John Hartson found himself dropped, hinting that Strachan favours a more fluent game played on the turf than the direct approach of his predecessor. Hartson may have been top scorer but his performances of late have been mediocre.

So Craig Beattie was given the chance to partner Maciej Zurawski, the Polish striker, and Beattie set up an early chance for Shunsuke Nakamura, whose fierce shot was beaten to safety by goalkeeper Roddy McKenzie.

However, Livingston displayed an organisation that belied their bottom club status and Lambert's side almost opened Celtic up on two occasions as Paul Dalglish and Graham Barrett came close.

Celtic continued to play with a stylish character, as Nakamura curled a free-kick just wide and Stilian Petrov bent a shot narrowly past the post, but Strachan's team knew they had to come up with an end product too.

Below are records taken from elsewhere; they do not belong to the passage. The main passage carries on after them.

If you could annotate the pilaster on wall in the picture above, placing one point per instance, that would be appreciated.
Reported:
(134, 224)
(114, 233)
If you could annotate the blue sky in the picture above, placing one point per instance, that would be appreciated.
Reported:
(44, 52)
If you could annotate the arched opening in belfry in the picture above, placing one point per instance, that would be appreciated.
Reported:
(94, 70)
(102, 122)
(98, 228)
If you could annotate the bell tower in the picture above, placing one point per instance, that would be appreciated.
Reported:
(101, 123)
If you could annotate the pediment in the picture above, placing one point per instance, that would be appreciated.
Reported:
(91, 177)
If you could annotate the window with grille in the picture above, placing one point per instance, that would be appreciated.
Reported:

They did in 36 minutes, although the route was the tried-and-tested set piece. Shaun Maloney's corner was glanced on by Chris Sutton for Stephen McManus to thump in a header at the back post.

However, the contrast with the second goal just before half-time could not have been greater. It had the flowing football that Strachan is looking for. Petrov and Nakamura combined for the latter to thread a pass into Beattie's run and he found Maloney, who spun and drilled a right-foot shot past McKenzie.

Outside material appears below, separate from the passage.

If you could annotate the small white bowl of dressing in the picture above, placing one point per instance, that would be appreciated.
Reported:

That goal was the signal for Celtic to turn the screw in the second half. Zurawski stretched the lead further in the 51st minute when he finished off yet another flowing move, after Beattie supplied Mo Camara on the left for the full-back's cross to be met by the Pole, whose glancing header flew past McKenzie.

Things got worse for Lambert 11 minutes later as Sutton made it 4-0. Maloney's free-kick on the edge of the box broke off the wall to the unmarked Sutton, whose right-foot volley found the roof of the net.

Celtic then scored a fifth in the 72nd minute. This was a ruthless counter-attack, which relied upon Maloney's vision before Camara was given the room to hit a low cross which McKenzie fumbled and Beattie tapped into the unguarded goal.